La norma di cui al citato D.P.R. n. 131 del 1986, art. 19, secondo l’odierna ricorrente, non si applicherebbe alla fattispecie di causa, e non porrebbe, dunque, l’obbligo in capo alla contribuente di denunciare all’amministrazione l’avvenuta decadenza in suo danno da un beneficio fiscale.

4.1. Il motivo è fondato.

Con un orientamento che può dirsi ormai consolidato (Cass., sez. 6-V, n. 3446/2016; Cass., sez. 6-V, n. 22874/2014; Cass., sez. 6V, n. 27484/2013), questa Suprema Corte ha definitivamente chiarito che il D.P.R. n. 131 del 1986, art. 19, non si applica in caso di decadenza da benefici fiscali, ma solo in relazione ad eventi dai quali consegue un obbligo di una maggiore imposta.

Ne consegue che alla data del 10 agosto 2012, data dell’avvio alla notifica dell’avviso di liquidazione impugnato in prime cure, l’amministrazione era decaduta dal potere di accertamento della decadenza dai benefici fiscali goduti L. n. 388 del 2000, ex art. 33, comma 3.

5. in definitiva, il ricorso deve essere accolto in relazione al quarto motivo. Non essendovi la necessità di ulteriori accertamenti di fatto, alla cassazione della sentenza impugnata consegue la decisione nel merito della causa e l’annullamento dell’avviso di liquidazione impugnato dalla Z. davanti alla CTP di Vicenza.

6. Tenuto conto dell’andamento dell’intero processo, sussistono giusti motivi per compensare tra le parti le spese dei giudizi di merito. Le spese del giudizio di legittimità, invece, seguono la soccombenza e sono liquidate in dispositivo.

PQM

La Corte:

Accoglie il quarto motivo di ricorso. Rigetta i primi tre.

Cassa la sentenza impugnata in relazione al motivo accolto e, decidendo nel merito, accoglie l’originario ricorso della contribuente.

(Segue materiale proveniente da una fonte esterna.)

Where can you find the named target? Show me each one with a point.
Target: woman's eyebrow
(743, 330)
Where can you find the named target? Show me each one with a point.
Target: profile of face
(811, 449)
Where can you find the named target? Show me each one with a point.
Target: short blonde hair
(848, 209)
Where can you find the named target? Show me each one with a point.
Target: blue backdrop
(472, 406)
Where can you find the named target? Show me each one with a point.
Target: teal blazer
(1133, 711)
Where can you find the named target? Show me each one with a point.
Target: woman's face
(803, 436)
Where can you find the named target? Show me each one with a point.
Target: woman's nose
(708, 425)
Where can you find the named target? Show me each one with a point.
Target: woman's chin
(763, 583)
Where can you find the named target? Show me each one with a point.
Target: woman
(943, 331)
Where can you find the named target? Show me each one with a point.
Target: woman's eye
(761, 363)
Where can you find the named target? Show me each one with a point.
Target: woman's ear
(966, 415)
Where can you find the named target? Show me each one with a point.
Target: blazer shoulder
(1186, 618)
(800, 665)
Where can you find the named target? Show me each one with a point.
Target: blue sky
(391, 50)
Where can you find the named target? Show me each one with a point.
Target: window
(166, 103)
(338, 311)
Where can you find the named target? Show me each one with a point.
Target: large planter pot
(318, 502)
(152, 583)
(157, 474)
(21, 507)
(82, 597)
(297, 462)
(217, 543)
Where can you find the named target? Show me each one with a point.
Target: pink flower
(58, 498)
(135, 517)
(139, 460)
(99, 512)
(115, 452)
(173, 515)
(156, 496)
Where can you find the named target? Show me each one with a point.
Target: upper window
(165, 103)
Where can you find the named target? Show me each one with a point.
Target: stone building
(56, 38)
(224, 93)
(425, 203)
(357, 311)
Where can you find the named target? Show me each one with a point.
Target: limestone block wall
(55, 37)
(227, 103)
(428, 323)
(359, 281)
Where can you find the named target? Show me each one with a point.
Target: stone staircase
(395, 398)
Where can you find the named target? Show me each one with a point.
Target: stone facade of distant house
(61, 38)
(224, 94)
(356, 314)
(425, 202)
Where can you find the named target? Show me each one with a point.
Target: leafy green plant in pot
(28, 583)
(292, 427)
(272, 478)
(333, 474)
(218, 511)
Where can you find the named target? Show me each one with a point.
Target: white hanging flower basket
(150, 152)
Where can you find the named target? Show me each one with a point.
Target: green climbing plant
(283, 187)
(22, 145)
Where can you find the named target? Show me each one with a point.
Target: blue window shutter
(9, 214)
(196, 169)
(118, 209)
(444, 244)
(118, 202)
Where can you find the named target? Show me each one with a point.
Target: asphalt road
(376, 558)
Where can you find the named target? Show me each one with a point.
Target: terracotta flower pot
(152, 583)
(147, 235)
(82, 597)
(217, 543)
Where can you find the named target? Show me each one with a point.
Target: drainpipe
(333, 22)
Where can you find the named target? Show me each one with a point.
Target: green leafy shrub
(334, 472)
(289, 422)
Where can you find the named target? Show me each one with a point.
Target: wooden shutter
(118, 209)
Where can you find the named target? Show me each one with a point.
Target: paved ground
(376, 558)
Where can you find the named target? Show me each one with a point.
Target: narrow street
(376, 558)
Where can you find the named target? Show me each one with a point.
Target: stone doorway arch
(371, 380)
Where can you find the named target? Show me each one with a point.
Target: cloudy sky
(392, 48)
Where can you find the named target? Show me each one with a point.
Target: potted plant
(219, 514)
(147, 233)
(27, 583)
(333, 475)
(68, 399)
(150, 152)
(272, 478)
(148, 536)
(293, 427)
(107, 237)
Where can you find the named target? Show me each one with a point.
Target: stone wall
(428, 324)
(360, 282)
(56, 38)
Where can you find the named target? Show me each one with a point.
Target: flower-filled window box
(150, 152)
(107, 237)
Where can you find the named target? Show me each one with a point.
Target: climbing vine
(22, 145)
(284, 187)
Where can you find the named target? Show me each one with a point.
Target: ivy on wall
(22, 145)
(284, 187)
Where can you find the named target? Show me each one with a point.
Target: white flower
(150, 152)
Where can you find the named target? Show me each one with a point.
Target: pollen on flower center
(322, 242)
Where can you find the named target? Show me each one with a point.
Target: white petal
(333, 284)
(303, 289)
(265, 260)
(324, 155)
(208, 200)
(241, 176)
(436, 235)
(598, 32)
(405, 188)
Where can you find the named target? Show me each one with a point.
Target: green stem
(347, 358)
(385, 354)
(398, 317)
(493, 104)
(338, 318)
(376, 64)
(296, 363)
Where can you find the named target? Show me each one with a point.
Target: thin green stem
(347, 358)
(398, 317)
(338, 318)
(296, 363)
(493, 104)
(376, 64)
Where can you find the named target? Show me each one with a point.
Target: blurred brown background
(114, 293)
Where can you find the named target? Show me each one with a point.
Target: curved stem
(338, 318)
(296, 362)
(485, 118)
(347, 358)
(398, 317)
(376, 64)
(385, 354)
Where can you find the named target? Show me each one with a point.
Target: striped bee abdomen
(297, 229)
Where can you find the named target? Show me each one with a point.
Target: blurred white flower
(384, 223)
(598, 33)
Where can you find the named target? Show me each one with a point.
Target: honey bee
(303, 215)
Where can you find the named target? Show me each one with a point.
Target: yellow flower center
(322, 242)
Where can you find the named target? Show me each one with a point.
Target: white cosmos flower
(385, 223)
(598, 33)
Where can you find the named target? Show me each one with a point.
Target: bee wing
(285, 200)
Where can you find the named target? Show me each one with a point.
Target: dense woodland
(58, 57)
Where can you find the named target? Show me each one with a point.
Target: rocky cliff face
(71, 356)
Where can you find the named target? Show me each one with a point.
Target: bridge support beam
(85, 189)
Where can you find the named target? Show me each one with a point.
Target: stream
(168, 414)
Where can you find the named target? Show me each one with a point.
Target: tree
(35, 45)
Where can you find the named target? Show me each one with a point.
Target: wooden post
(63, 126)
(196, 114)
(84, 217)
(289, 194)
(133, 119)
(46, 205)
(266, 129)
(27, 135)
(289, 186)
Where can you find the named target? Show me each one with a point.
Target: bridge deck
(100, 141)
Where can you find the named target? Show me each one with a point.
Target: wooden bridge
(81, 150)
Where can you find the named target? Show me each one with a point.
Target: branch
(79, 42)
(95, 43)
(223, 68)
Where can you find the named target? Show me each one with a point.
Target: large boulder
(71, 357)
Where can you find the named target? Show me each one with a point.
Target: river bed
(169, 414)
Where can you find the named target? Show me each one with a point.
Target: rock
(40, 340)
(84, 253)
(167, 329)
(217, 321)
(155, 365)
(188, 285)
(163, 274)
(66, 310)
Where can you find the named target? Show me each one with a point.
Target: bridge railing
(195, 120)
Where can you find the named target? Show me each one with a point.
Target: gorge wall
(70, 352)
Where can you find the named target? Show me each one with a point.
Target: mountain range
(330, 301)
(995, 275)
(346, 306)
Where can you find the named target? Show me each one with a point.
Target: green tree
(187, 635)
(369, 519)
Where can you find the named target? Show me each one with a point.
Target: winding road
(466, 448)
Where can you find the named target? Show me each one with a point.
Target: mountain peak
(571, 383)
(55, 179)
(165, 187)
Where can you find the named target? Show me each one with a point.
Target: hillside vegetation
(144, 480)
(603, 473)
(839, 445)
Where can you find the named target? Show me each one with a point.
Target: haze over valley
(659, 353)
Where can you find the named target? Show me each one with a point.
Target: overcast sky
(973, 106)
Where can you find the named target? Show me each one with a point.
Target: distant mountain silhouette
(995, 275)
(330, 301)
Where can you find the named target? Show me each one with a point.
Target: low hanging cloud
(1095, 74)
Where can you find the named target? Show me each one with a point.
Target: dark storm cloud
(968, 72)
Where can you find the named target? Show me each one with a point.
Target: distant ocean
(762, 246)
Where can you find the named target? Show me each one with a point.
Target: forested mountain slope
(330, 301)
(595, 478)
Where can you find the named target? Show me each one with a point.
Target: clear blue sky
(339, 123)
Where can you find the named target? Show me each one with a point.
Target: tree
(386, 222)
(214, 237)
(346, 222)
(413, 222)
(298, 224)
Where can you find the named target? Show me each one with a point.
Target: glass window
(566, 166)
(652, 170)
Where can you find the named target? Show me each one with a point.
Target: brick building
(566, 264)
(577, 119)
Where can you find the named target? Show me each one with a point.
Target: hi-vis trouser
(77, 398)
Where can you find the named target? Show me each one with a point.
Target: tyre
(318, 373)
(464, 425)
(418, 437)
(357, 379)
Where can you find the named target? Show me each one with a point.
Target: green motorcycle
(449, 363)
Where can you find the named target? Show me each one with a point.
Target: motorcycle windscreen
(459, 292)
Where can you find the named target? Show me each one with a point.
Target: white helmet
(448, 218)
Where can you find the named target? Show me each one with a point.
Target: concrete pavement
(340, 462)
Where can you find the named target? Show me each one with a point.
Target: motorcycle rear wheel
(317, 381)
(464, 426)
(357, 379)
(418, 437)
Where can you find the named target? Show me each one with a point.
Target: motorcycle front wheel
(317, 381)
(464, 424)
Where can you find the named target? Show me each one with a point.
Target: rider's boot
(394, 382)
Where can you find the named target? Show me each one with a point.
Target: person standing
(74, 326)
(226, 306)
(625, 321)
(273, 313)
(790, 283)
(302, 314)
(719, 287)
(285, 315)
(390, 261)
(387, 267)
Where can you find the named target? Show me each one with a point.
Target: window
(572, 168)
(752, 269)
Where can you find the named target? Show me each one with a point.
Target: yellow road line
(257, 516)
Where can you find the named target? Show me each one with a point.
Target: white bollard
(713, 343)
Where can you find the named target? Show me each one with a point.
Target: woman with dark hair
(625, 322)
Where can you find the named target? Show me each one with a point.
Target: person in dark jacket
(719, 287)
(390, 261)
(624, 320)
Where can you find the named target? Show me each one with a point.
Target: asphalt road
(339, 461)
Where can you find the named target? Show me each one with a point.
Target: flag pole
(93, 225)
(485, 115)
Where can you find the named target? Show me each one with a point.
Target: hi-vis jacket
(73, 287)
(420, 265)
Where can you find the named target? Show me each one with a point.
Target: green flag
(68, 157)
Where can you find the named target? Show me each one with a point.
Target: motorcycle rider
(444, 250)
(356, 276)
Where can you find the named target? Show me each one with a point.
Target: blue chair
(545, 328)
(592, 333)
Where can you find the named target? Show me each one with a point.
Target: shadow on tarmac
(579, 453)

Compensa le spese dei giudizi di merito.

Condanna l’Agenzia delle Entrate al pagamento, in favore della odierna ricorrente, delle spese del presente grado di giudizio, che si liquidano in Euro tremila per onorari ed Euro cinquecento per esborsi, oltre al rimborso delle spese generali, iva e cpa come per legge.

Così deciso in Roma, il 6 luglio 2020.